1) Why a Ph.D.?
My background in the natural sciences led to my interest in applying for a Ph.D. in the social sciences. Specifically, questions I encountered while working in conservation education at the Aquarium of the Pacific in Long Beach, CA, sparked my interest in marketing and decision-making. I noticed that a lot of the efforts we had been making at the aquarium to encourage individuals to care about the environment and to make changes in their daily lives were not as effective as we had hoped. I started to wonder what we could be doing better and how to motivate individuals to engage in environmentally friendly practices.

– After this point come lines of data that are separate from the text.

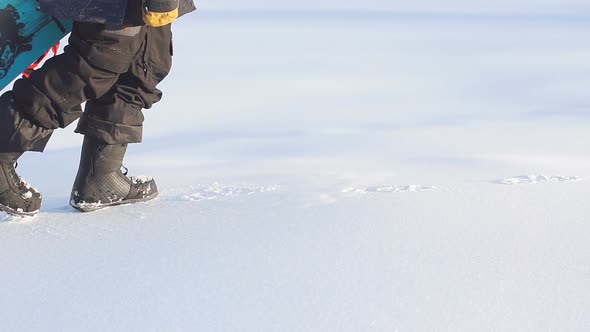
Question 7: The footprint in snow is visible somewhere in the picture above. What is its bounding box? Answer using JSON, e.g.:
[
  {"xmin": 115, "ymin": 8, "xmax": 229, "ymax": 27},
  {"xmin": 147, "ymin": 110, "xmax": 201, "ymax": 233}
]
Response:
[
  {"xmin": 165, "ymin": 183, "xmax": 279, "ymax": 201},
  {"xmin": 493, "ymin": 175, "xmax": 582, "ymax": 185},
  {"xmin": 342, "ymin": 184, "xmax": 436, "ymax": 194}
]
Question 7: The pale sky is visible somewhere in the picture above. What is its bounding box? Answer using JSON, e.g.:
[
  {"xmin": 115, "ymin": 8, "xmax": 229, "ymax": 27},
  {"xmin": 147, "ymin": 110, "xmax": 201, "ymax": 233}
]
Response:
[{"xmin": 197, "ymin": 0, "xmax": 590, "ymax": 15}]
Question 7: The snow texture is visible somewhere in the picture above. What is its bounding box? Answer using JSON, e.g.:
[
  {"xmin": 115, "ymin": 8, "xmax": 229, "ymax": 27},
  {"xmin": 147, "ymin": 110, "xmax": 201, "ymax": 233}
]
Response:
[{"xmin": 0, "ymin": 4, "xmax": 590, "ymax": 332}]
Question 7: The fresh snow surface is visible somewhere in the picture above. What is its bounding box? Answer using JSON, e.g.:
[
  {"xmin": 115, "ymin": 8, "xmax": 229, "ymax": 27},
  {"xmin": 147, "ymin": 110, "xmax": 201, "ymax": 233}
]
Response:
[{"xmin": 0, "ymin": 7, "xmax": 590, "ymax": 332}]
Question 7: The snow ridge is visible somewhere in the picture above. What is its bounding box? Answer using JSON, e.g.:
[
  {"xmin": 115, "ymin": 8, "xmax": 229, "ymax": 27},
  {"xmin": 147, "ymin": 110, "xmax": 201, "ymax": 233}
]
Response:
[{"xmin": 494, "ymin": 174, "xmax": 582, "ymax": 185}]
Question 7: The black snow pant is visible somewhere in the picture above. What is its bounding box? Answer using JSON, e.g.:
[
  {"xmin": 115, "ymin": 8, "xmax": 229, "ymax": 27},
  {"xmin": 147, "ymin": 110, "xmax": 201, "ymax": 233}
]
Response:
[{"xmin": 0, "ymin": 23, "xmax": 172, "ymax": 152}]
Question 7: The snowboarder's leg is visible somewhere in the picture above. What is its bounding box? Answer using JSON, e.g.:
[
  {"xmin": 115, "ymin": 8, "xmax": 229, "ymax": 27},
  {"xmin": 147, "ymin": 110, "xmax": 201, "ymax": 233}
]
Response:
[
  {"xmin": 0, "ymin": 23, "xmax": 146, "ymax": 152},
  {"xmin": 70, "ymin": 25, "xmax": 172, "ymax": 212},
  {"xmin": 0, "ymin": 23, "xmax": 147, "ymax": 213},
  {"xmin": 76, "ymin": 25, "xmax": 172, "ymax": 144}
]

2) Why did you choose the Rady School?
While I was completing a master’s degree in Marine Biodiversity and Conservation at the Scripps Institution of Oceanography, I met Ayelet Gneezy, associate professor of behavioral sciences and marketing at the Rady School, who encouraged me to pursue a Ph.D. She saw my unique interest in understanding what motivates individuals to make decisions that are better for the environment and better for our society as a whole. The Rady School’s Ph.D. program was brand new at the time so there was no program history to go by, but there were exceptional faculty, like Professor Gneezy, whom I knew I might have the chance to work with if I applied.
3) What was the focus of your research?
During my doctoral studies, I explored barriers and motivators of prosocial behavior within the contexts of pro-environmental choices, climate change and charitable giving.

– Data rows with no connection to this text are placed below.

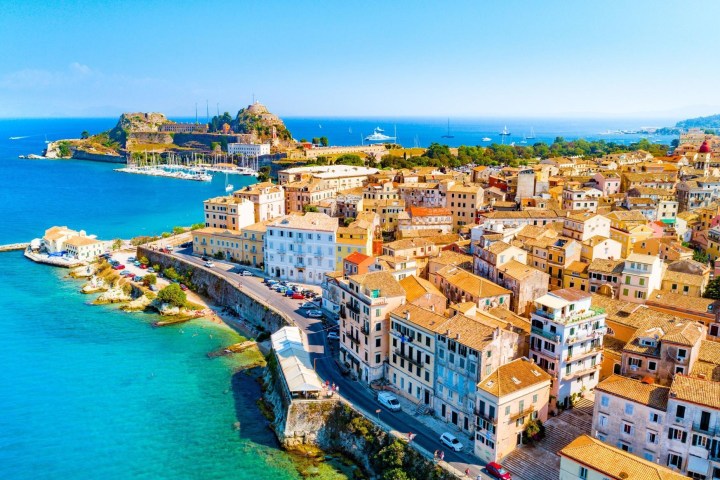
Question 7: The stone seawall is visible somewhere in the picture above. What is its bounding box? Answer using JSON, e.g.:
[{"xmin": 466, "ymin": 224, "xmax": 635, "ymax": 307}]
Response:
[
  {"xmin": 137, "ymin": 247, "xmax": 294, "ymax": 333},
  {"xmin": 72, "ymin": 149, "xmax": 126, "ymax": 164}
]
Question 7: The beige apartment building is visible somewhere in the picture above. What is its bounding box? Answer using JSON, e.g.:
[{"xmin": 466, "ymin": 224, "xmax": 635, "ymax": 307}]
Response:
[
  {"xmin": 474, "ymin": 358, "xmax": 552, "ymax": 462},
  {"xmin": 334, "ymin": 272, "xmax": 405, "ymax": 384}
]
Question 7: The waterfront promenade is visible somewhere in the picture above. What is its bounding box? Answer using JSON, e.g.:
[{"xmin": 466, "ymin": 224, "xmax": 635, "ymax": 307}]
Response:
[{"xmin": 168, "ymin": 249, "xmax": 506, "ymax": 480}]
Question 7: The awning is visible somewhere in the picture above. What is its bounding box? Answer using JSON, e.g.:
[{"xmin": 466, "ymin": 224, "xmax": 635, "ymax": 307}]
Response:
[{"xmin": 688, "ymin": 455, "xmax": 710, "ymax": 476}]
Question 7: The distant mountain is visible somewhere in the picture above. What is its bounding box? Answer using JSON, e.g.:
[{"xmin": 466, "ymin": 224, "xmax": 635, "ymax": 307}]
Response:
[{"xmin": 675, "ymin": 114, "xmax": 720, "ymax": 130}]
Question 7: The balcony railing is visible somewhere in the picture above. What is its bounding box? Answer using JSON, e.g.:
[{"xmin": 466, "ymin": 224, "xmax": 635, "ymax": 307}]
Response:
[
  {"xmin": 565, "ymin": 345, "xmax": 602, "ymax": 362},
  {"xmin": 563, "ymin": 364, "xmax": 600, "ymax": 380},
  {"xmin": 531, "ymin": 327, "xmax": 560, "ymax": 342},
  {"xmin": 473, "ymin": 409, "xmax": 497, "ymax": 425},
  {"xmin": 395, "ymin": 348, "xmax": 424, "ymax": 367}
]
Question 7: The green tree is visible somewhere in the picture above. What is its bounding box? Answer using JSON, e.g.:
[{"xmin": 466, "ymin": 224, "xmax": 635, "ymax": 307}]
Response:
[
  {"xmin": 693, "ymin": 250, "xmax": 710, "ymax": 264},
  {"xmin": 375, "ymin": 440, "xmax": 405, "ymax": 470},
  {"xmin": 703, "ymin": 277, "xmax": 720, "ymax": 300},
  {"xmin": 157, "ymin": 283, "xmax": 187, "ymax": 307}
]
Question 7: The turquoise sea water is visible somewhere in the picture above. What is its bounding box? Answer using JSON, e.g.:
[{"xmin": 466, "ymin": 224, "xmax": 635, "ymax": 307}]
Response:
[{"xmin": 0, "ymin": 120, "xmax": 345, "ymax": 480}]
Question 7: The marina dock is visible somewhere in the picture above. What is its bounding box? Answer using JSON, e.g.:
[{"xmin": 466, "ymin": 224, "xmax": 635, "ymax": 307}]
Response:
[{"xmin": 0, "ymin": 242, "xmax": 30, "ymax": 252}]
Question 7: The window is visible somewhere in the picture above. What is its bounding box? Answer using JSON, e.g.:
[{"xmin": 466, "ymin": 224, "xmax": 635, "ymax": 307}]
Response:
[
  {"xmin": 668, "ymin": 427, "xmax": 687, "ymax": 443},
  {"xmin": 668, "ymin": 453, "xmax": 682, "ymax": 468}
]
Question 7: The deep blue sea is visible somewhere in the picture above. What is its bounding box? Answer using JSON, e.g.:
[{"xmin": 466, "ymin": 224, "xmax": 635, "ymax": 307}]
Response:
[
  {"xmin": 0, "ymin": 114, "xmax": 674, "ymax": 480},
  {"xmin": 0, "ymin": 120, "xmax": 346, "ymax": 480}
]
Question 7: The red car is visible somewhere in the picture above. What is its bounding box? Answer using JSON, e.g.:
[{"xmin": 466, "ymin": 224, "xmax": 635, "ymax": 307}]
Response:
[{"xmin": 485, "ymin": 462, "xmax": 512, "ymax": 480}]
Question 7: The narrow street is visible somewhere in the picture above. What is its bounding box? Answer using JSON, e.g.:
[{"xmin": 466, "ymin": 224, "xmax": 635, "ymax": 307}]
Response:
[{"xmin": 172, "ymin": 248, "xmax": 504, "ymax": 480}]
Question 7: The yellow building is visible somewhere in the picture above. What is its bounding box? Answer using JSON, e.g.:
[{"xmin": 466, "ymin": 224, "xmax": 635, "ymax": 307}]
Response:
[
  {"xmin": 240, "ymin": 220, "xmax": 270, "ymax": 268},
  {"xmin": 335, "ymin": 220, "xmax": 373, "ymax": 270},
  {"xmin": 563, "ymin": 262, "xmax": 590, "ymax": 292},
  {"xmin": 192, "ymin": 227, "xmax": 242, "ymax": 261},
  {"xmin": 606, "ymin": 210, "xmax": 653, "ymax": 258}
]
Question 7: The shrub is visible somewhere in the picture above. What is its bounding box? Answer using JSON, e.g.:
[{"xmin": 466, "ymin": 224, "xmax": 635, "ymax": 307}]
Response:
[{"xmin": 157, "ymin": 283, "xmax": 187, "ymax": 307}]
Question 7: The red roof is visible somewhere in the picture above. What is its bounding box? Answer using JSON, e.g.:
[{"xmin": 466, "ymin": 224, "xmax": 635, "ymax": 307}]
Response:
[
  {"xmin": 345, "ymin": 252, "xmax": 370, "ymax": 265},
  {"xmin": 408, "ymin": 207, "xmax": 452, "ymax": 217}
]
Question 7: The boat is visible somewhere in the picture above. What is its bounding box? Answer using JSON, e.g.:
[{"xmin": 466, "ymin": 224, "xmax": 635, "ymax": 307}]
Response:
[
  {"xmin": 365, "ymin": 127, "xmax": 395, "ymax": 142},
  {"xmin": 440, "ymin": 118, "xmax": 455, "ymax": 138}
]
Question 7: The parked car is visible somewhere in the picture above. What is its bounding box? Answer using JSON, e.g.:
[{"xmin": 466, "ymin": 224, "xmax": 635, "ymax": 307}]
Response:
[
  {"xmin": 440, "ymin": 432, "xmax": 463, "ymax": 452},
  {"xmin": 485, "ymin": 462, "xmax": 512, "ymax": 480},
  {"xmin": 380, "ymin": 392, "xmax": 400, "ymax": 412}
]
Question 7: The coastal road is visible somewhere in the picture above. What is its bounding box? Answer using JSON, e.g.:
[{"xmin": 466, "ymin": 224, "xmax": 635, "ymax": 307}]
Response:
[{"xmin": 172, "ymin": 249, "xmax": 491, "ymax": 479}]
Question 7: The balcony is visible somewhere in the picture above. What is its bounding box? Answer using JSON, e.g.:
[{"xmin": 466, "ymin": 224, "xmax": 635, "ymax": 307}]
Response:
[
  {"xmin": 395, "ymin": 348, "xmax": 424, "ymax": 367},
  {"xmin": 531, "ymin": 327, "xmax": 560, "ymax": 342},
  {"xmin": 563, "ymin": 364, "xmax": 600, "ymax": 380},
  {"xmin": 473, "ymin": 409, "xmax": 497, "ymax": 425},
  {"xmin": 565, "ymin": 345, "xmax": 602, "ymax": 362}
]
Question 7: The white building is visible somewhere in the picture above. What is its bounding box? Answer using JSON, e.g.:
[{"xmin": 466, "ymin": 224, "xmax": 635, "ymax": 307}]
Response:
[
  {"xmin": 620, "ymin": 253, "xmax": 665, "ymax": 303},
  {"xmin": 228, "ymin": 143, "xmax": 270, "ymax": 157},
  {"xmin": 233, "ymin": 182, "xmax": 285, "ymax": 223},
  {"xmin": 264, "ymin": 213, "xmax": 338, "ymax": 285},
  {"xmin": 530, "ymin": 288, "xmax": 606, "ymax": 407}
]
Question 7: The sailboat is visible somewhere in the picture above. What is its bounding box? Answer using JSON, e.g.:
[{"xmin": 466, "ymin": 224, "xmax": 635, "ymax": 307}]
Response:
[{"xmin": 440, "ymin": 118, "xmax": 455, "ymax": 138}]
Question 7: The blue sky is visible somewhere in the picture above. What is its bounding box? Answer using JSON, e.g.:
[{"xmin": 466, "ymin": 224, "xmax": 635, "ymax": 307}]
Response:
[{"xmin": 0, "ymin": 0, "xmax": 720, "ymax": 118}]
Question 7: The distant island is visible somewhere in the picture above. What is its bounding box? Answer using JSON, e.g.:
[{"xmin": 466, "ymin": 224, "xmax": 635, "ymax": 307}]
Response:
[{"xmin": 44, "ymin": 102, "xmax": 295, "ymax": 163}]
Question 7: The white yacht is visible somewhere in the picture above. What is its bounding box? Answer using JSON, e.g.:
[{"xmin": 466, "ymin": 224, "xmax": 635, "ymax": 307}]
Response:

4) What was it like collaborating with Rady faculty?
I enjoyed my time collaborating with the Rady School faculty. There is a wonderful cache of talent at the Rady School. I felt fortunate to have the opportunity to learn from the faculty and fellow students, who both challenged and inspired me. The faculty has a welcoming, open-door culture that helped to encourage both asking questions, and learning from the answers.
5) Most valuable experience at the Rady School?

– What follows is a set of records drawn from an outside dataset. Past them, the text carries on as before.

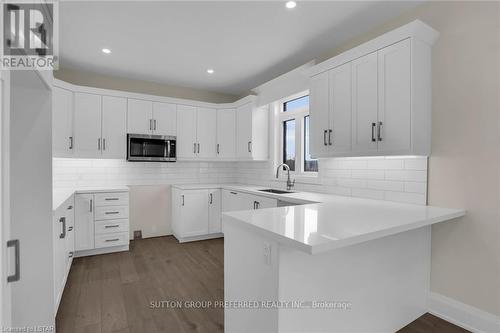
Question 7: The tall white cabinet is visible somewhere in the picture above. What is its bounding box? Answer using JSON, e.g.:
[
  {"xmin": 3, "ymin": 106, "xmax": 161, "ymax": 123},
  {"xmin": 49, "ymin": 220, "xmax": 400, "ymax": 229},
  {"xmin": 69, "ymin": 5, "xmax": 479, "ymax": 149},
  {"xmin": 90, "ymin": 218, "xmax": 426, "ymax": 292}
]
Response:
[{"xmin": 310, "ymin": 21, "xmax": 438, "ymax": 157}]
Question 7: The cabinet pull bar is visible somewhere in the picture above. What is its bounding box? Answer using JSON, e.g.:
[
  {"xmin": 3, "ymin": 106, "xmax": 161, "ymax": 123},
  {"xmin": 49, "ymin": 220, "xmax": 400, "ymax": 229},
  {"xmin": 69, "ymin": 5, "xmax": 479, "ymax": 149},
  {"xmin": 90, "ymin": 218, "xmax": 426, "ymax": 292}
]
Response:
[{"xmin": 7, "ymin": 239, "xmax": 21, "ymax": 282}]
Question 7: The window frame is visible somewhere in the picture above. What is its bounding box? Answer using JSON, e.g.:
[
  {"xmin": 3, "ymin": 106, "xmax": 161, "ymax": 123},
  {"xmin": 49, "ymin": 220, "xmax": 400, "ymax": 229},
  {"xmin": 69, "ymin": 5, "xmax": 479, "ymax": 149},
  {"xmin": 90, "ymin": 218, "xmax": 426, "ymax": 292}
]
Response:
[{"xmin": 276, "ymin": 90, "xmax": 318, "ymax": 177}]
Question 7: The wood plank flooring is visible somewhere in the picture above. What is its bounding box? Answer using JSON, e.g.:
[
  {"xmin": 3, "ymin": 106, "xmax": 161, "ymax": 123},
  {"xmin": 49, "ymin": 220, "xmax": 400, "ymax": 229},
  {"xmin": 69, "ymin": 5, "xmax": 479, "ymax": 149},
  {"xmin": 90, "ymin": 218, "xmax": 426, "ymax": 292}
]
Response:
[{"xmin": 56, "ymin": 237, "xmax": 467, "ymax": 333}]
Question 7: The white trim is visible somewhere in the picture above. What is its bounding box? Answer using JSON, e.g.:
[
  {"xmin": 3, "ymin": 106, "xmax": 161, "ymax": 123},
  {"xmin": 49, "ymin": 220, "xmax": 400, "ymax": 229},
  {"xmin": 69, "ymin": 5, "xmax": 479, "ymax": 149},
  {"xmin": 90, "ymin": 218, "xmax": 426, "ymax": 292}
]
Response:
[
  {"xmin": 428, "ymin": 292, "xmax": 500, "ymax": 333},
  {"xmin": 307, "ymin": 20, "xmax": 439, "ymax": 76}
]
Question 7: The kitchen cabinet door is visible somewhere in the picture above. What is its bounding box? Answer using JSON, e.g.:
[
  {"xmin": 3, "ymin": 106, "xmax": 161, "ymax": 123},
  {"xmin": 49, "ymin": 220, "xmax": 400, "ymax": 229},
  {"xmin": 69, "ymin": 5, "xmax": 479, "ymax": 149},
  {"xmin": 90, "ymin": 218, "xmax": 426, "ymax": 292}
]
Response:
[
  {"xmin": 325, "ymin": 63, "xmax": 352, "ymax": 154},
  {"xmin": 208, "ymin": 189, "xmax": 222, "ymax": 234},
  {"xmin": 102, "ymin": 96, "xmax": 127, "ymax": 159},
  {"xmin": 52, "ymin": 87, "xmax": 73, "ymax": 157},
  {"xmin": 377, "ymin": 39, "xmax": 412, "ymax": 153},
  {"xmin": 352, "ymin": 52, "xmax": 378, "ymax": 154},
  {"xmin": 127, "ymin": 98, "xmax": 153, "ymax": 134},
  {"xmin": 153, "ymin": 102, "xmax": 177, "ymax": 136},
  {"xmin": 177, "ymin": 105, "xmax": 197, "ymax": 159},
  {"xmin": 180, "ymin": 190, "xmax": 209, "ymax": 237},
  {"xmin": 196, "ymin": 108, "xmax": 217, "ymax": 159},
  {"xmin": 74, "ymin": 194, "xmax": 94, "ymax": 251},
  {"xmin": 74, "ymin": 93, "xmax": 102, "ymax": 157},
  {"xmin": 309, "ymin": 72, "xmax": 330, "ymax": 157},
  {"xmin": 217, "ymin": 109, "xmax": 236, "ymax": 160},
  {"xmin": 236, "ymin": 104, "xmax": 252, "ymax": 160}
]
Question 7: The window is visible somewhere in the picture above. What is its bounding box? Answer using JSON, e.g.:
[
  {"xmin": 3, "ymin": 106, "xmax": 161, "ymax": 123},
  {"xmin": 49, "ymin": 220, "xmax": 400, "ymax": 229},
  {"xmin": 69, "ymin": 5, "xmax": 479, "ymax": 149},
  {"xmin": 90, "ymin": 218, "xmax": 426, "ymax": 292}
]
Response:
[{"xmin": 278, "ymin": 94, "xmax": 318, "ymax": 174}]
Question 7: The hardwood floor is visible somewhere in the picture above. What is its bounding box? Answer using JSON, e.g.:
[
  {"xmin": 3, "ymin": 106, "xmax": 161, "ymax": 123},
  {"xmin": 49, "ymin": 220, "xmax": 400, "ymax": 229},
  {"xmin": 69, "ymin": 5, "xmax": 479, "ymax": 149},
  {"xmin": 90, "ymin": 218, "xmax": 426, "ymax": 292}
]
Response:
[{"xmin": 56, "ymin": 237, "xmax": 467, "ymax": 333}]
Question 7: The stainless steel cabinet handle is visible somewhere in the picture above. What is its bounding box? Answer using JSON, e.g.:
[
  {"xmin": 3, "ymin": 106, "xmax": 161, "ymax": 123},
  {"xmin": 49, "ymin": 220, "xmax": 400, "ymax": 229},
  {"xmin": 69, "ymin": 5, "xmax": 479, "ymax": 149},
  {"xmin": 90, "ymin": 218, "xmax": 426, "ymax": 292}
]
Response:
[
  {"xmin": 106, "ymin": 238, "xmax": 120, "ymax": 242},
  {"xmin": 59, "ymin": 217, "xmax": 66, "ymax": 239},
  {"xmin": 7, "ymin": 239, "xmax": 21, "ymax": 282}
]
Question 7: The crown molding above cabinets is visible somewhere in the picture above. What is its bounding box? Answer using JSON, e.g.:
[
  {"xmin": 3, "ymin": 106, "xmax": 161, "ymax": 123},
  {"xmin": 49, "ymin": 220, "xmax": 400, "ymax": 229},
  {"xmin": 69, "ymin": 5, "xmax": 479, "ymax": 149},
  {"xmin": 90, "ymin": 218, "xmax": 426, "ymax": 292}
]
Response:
[
  {"xmin": 309, "ymin": 20, "xmax": 439, "ymax": 157},
  {"xmin": 52, "ymin": 80, "xmax": 269, "ymax": 161}
]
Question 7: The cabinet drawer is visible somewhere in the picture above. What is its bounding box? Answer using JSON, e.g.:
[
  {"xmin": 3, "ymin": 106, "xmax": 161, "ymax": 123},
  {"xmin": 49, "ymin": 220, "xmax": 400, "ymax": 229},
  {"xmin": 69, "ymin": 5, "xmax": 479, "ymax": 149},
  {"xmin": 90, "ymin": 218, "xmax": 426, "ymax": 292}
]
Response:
[
  {"xmin": 95, "ymin": 232, "xmax": 128, "ymax": 249},
  {"xmin": 95, "ymin": 206, "xmax": 128, "ymax": 221},
  {"xmin": 94, "ymin": 192, "xmax": 128, "ymax": 207},
  {"xmin": 95, "ymin": 219, "xmax": 128, "ymax": 235}
]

The Rady School seemed to foster a culture of innovation, collaboration, and interdisciplinary pursuit of knowledge, which was essential in supporting the types of questions I was (and am) interested in. As a result of this openness, I had the opportunity to work with people across UC San Diego. I collaborated with UC San Diego’s Political Science and Psychology departments, as well as with the Scripps Institution of Oceanography’s Center for Marine Biodiversity and Conservation as an IGERT Fellow, the National Science Foundation’s flagship interdisciplinary training program.
6) Fun fact about you?
I was a contestant on the Family Feud two years in a row while in middle school.
7) Post-Ph.D. career?
I am walking in the footsteps of my faculty advisors. I am an assistant professor in the marketing unit at Harvard Business School.
8) One thing about the Rady School that you didn’t expect?
The endless supply of beautiful sunsets. I grew up in San Diego, so I am no stranger to sunsets, but the Rady School truly has an excellent view. It made working late worth it!